I'm looking to find a method retry some web-scraping functions in a package I'm writing. Right now, the simplest method I've found is warrenr::persistently(), which works fine, but I'm trying to reduce my package's dependencies.
Any ideas?
If you want to see a reprex for whatever reason, here's a function that sometimes poses issues:
library(tidyverse)
library(progress)
get_teams <- function(.league, .season, .progress = FALSE, ...) {
leagues <- .league %>%
as_tibble() %>%
set_names(".league") %>%
mutate(.league = str_replace_all(.league, " ", "-"))
seasons <- .season %>%
as_tibble() %>%
set_names(".season")
mydata <- tidyr::crossing(leagues, seasons)

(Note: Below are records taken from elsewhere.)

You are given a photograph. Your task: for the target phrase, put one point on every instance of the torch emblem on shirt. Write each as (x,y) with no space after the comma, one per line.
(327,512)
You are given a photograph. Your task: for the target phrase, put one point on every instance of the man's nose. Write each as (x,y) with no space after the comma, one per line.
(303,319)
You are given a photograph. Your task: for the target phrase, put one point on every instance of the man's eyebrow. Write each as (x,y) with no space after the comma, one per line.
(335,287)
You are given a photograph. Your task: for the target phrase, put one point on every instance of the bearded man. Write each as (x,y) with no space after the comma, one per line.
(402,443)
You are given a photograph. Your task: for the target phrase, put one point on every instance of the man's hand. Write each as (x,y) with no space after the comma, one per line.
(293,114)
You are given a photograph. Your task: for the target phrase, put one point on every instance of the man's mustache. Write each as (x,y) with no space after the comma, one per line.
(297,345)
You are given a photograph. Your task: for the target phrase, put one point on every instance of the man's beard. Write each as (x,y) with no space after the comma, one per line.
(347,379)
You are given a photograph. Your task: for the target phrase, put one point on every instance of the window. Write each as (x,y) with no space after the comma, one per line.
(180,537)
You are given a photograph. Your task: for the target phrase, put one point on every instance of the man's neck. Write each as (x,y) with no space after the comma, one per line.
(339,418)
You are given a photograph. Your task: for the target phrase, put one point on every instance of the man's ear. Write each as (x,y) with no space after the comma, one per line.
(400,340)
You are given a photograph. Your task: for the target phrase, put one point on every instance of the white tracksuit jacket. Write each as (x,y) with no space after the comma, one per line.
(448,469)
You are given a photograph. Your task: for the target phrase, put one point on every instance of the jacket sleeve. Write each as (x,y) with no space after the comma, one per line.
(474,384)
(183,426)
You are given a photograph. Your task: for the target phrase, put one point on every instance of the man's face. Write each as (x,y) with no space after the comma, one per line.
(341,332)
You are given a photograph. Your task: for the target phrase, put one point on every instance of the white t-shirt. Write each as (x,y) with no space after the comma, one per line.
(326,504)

if (.progress) {pb <- progress::progress_bar$new(format = ":what [:bar] :percent eta: :eta", clear = FALSE, total = nrow(mydata), width = 60)}
league_team_data <- map2_dfr(mydata[[".league"]], mydata[[".season"]], function(.league, .season, ...) {
if (.progress) {pb$tick(tokens = list(what = "get_teams()"))}
seq(5, 10, by = 0.001) %>%
sample(1) %>%
Sys.sleep()
page <- str_c("https://www.eliteprospects.com/league/", .league, "/", .season) %>% read_html()
team_url <- page %>%
html_nodes("#standings .team a") %>%
html_attr("href") %>%
str_c(., "?tab=stats") %>%
as_tibble() %>%
set_names("team_url")
team <- page %>%
html_nodes("#standings .team a") %>%
html_text() %>%
str_trim(side = "both") %>%
as_tibble() %>%
set_names("team")
league <- page %>%
html_nodes("small") %>%
html_text() %>%
str_trim(side = "both")
season <- str_split(.season, "-", simplify = TRUE, n = 2)[,2] %>%
str_sub(3, 4) %>%
str_c(str_split(.season, "-", simplify = TRUE, n = 2)[,1], ., sep = "-")
all_data <- team %>%
bind_cols(team_url) %>%
mutate(league = league) %>%
mutate(season = season)
return(all_data)
})
return(league_team_data)
}